🤖 AI Summary
Large language models (LLMs) increasingly generate substantial software artifacts, yet scalable, reliable, and fine-grained quality assessment methods remain lacking. Existing automated metrics suffer from semantic shallowness, while human evaluation is inherently unscalable.
Method: This paper proposes an LLM-as-a-Judge–based automated evaluation framework for software engineering. Grounded in a systematic literature review and gap analysis, it designs a robust, multi-dimensional intelligent judging system—covering functional correctness, maintainability, security, and more—and outlines a technical roadmap through 2030.

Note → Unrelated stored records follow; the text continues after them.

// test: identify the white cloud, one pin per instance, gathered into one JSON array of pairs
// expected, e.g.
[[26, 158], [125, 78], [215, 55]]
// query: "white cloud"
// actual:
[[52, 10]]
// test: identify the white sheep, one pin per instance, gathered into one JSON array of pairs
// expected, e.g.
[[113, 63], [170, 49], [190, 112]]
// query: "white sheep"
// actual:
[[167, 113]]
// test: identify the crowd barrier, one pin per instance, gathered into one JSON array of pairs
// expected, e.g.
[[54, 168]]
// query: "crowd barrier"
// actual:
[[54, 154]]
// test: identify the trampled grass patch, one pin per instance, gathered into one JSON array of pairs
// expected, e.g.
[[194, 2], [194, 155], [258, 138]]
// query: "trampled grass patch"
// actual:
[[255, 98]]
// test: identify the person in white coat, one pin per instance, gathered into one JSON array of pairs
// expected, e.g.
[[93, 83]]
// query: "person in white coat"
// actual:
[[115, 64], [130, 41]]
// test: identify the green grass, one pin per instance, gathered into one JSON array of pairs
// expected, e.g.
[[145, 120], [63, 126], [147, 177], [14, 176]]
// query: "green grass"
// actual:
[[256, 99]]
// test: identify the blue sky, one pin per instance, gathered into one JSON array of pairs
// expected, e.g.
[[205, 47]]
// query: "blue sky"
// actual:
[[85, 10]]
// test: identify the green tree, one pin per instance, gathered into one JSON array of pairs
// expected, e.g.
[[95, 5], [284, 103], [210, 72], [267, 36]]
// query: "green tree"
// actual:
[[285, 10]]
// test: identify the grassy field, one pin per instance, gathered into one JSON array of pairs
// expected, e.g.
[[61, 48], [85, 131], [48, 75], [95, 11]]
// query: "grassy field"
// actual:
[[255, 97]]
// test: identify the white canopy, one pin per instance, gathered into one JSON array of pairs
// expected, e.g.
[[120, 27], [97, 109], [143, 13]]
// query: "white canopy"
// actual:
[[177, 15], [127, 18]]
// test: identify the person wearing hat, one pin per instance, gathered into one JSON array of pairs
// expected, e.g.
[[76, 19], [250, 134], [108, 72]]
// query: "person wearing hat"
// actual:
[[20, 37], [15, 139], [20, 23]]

Contribution/Results: We present the first theoretical framework for LLM-as-a-Judge tailored to software engineering, formally defining evaluation dimensions, trustworthiness calibration mechanisms, and standardization pathways. This establishes a methodological foundation and practical guidance for automated, interpretable, and reproducible quality assessment of LLM-generated artifacts.
📝 Abstract
The rapid integration of Large Language Models (LLMs) into software engineering (SE) has revolutionized tasks like code generation, producing a massive volume of software artifacts. This surge has exposed a critical bottleneck: the lack of scalable, reliable methods to evaluate these outputs. Human evaluation is costly and time-consuming, while traditional automated metrics like BLEU fail to capture nuanced quality aspects. In response, the LLM-as-a-Judge paradigm - using LLMs for automated evaluation - has emerged. This approach leverages the advanced reasoning of LLMs, offering a path toward human-like nuance at automated scale. However, LLM-as-a-Judge research in SE is still in its early stages. This forward-looking SE 2030 paper aims to steer the community toward advancing LLM-as-a-Judge for evaluating LLM-generated software artifacts. We provide a literature review of existing SE studies, analyze their limitations, identify key research gaps, and outline a detailed roadmap. We envision these frameworks as reliable, robust, and scalable human surrogates capable of consistent, multi-faceted artifact evaluation by 2030. Our work aims to foster research and adoption of LLM-as-a-Judge frameworks, ultimately improving the scalability of software artifact evaluation.